TANJUNG REDEB – Pemerintah Kabupaten Berau, Kalimantan Timur, memperkuat kesiapsiagaan sektor kesehatan seiring meningkatnya ancaman kebakaran hutan dan lahan (karhutla) serta kabut asap yang menyelimuti sejumlah lokasi strategis pada pekan ini.
Langkah responsif ini diambil untuk memastikan seluruh fasilitas medis mampu menangani potensi lonjakan pasien gangguan pernapasan, meskipun kebijakan ini dinilai publik cenderung bersifat reaktif ketimbang menyelesaikan akar masalah pembakaran lahan di hulu.

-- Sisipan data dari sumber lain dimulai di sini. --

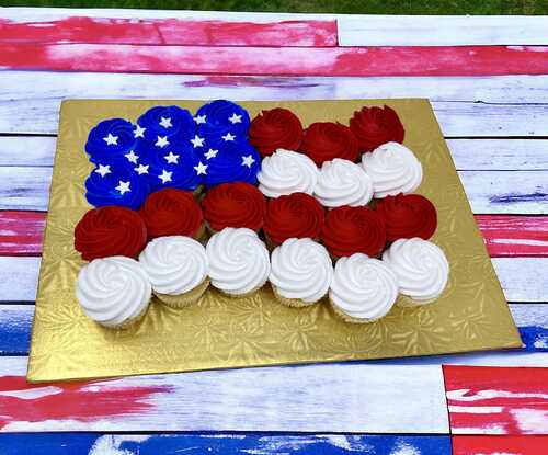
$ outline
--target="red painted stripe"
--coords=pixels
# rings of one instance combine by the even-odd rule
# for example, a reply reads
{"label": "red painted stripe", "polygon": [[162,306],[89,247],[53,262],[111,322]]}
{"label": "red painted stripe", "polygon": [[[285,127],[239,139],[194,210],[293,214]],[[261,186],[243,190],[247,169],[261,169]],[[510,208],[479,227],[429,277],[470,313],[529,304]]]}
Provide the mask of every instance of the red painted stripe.
{"label": "red painted stripe", "polygon": [[336,46],[335,21],[269,23],[73,16],[0,20],[0,43],[168,44],[183,46]]}
{"label": "red painted stripe", "polygon": [[204,47],[5,44],[7,69],[302,76],[548,73],[548,47]]}
{"label": "red painted stripe", "polygon": [[453,434],[548,433],[548,368],[443,371]]}
{"label": "red painted stripe", "polygon": [[546,455],[548,436],[453,436],[453,455]]}

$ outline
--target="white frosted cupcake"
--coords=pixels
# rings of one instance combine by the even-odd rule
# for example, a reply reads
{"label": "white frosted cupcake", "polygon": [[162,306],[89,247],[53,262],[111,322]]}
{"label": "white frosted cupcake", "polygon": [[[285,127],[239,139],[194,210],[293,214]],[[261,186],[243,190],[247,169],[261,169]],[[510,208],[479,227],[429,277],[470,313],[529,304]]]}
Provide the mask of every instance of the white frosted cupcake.
{"label": "white frosted cupcake", "polygon": [[329,291],[335,312],[346,322],[373,322],[386,316],[398,297],[392,271],[363,253],[340,258]]}
{"label": "white frosted cupcake", "polygon": [[315,304],[328,293],[332,277],[328,250],[311,239],[287,239],[272,252],[269,280],[282,304]]}
{"label": "white frosted cupcake", "polygon": [[322,164],[313,195],[324,207],[366,205],[373,198],[373,182],[358,164],[335,158]]}
{"label": "white frosted cupcake", "polygon": [[139,320],[148,308],[151,292],[145,269],[122,255],[94,259],[80,270],[76,286],[83,312],[112,329]]}
{"label": "white frosted cupcake", "polygon": [[398,143],[386,143],[362,155],[362,166],[373,181],[376,198],[412,193],[422,182],[420,161]]}
{"label": "white frosted cupcake", "polygon": [[205,248],[191,237],[158,237],[140,253],[139,262],[153,293],[170,307],[196,302],[209,284]]}
{"label": "white frosted cupcake", "polygon": [[398,277],[400,293],[409,298],[398,306],[427,304],[437,298],[449,276],[449,264],[443,250],[418,237],[396,240],[383,254],[385,262]]}
{"label": "white frosted cupcake", "polygon": [[306,155],[283,148],[264,157],[256,175],[259,190],[266,197],[292,193],[312,194],[318,181],[318,168]]}
{"label": "white frosted cupcake", "polygon": [[261,288],[269,277],[269,250],[248,228],[225,228],[206,247],[212,284],[231,297],[243,297]]}

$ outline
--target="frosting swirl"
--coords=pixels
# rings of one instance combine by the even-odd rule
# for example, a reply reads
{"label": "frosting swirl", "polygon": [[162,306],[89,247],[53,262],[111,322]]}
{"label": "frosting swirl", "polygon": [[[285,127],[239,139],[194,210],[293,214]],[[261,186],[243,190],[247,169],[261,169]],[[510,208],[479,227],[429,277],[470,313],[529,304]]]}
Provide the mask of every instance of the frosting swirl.
{"label": "frosting swirl", "polygon": [[357,252],[375,257],[386,243],[385,223],[370,208],[344,205],[328,212],[322,240],[336,258]]}
{"label": "frosting swirl", "polygon": [[263,230],[276,244],[292,237],[318,239],[323,219],[318,201],[306,193],[293,193],[269,202]]}
{"label": "frosting swirl", "polygon": [[263,158],[256,175],[259,190],[267,197],[292,193],[312,194],[318,181],[318,168],[306,155],[278,149]]}
{"label": "frosting swirl", "polygon": [[263,227],[266,201],[256,186],[244,182],[222,183],[209,190],[202,201],[204,218],[213,230]]}
{"label": "frosting swirl", "polygon": [[160,294],[179,295],[194,289],[207,277],[205,248],[183,236],[159,237],[147,244],[139,255],[152,289]]}
{"label": "frosting swirl", "polygon": [[285,148],[297,150],[302,140],[302,124],[289,110],[274,107],[258,114],[249,127],[249,141],[262,156]]}
{"label": "frosting swirl", "polygon": [[412,193],[422,182],[422,166],[406,146],[387,143],[362,155],[362,164],[373,180],[374,197]]}
{"label": "frosting swirl", "polygon": [[366,205],[373,197],[373,182],[358,164],[335,158],[321,166],[313,193],[326,207]]}
{"label": "frosting swirl", "polygon": [[151,286],[136,260],[114,255],[94,259],[80,270],[76,296],[88,317],[116,327],[145,311]]}
{"label": "frosting swirl", "polygon": [[87,212],[75,228],[75,249],[84,261],[109,255],[135,258],[146,241],[147,228],[139,214],[114,205]]}
{"label": "frosting swirl", "polygon": [[165,189],[148,196],[139,211],[148,238],[198,234],[204,215],[191,193]]}
{"label": "frosting swirl", "polygon": [[225,228],[214,234],[206,254],[212,284],[227,294],[247,294],[266,283],[269,250],[251,229]]}
{"label": "frosting swirl", "polygon": [[272,252],[270,282],[283,297],[313,304],[333,277],[328,251],[311,239],[287,239]]}
{"label": "frosting swirl", "polygon": [[377,202],[377,213],[386,225],[388,241],[420,237],[430,239],[437,227],[434,205],[420,194],[398,194]]}
{"label": "frosting swirl", "polygon": [[420,238],[396,240],[383,254],[396,273],[400,292],[413,300],[438,297],[447,285],[449,264],[443,250]]}
{"label": "frosting swirl", "polygon": [[318,166],[335,158],[355,161],[357,139],[347,126],[333,122],[317,122],[305,130],[300,151],[308,155]]}
{"label": "frosting swirl", "polygon": [[329,298],[344,314],[364,321],[379,319],[397,297],[396,275],[383,261],[363,253],[336,261]]}
{"label": "frosting swirl", "polygon": [[372,151],[386,143],[403,143],[406,134],[400,117],[387,105],[362,107],[350,120],[350,129],[356,136],[363,151]]}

Berdasarkan pemantauan di berbagai fasilitas kesehatan, koordinasi lintas sektoral memang mulai ditingkatkan, namun beban tenaga medis diprediksi akan tetap berat jika pengawasan terhadap titik api tidak dilakukan secara tegas dan preventif oleh otoritas terkait.
Kesiapan stok logistik seperti masker dan obat-obatan kini menjadi fokus utama pemerintah daerah, sementara masyarakat tetap mendesak adanya solusi jangka panjang agar krisis kesehatan akibat polusi asap tidak terus menjadi agenda rutin tahunan yang merugikan warga.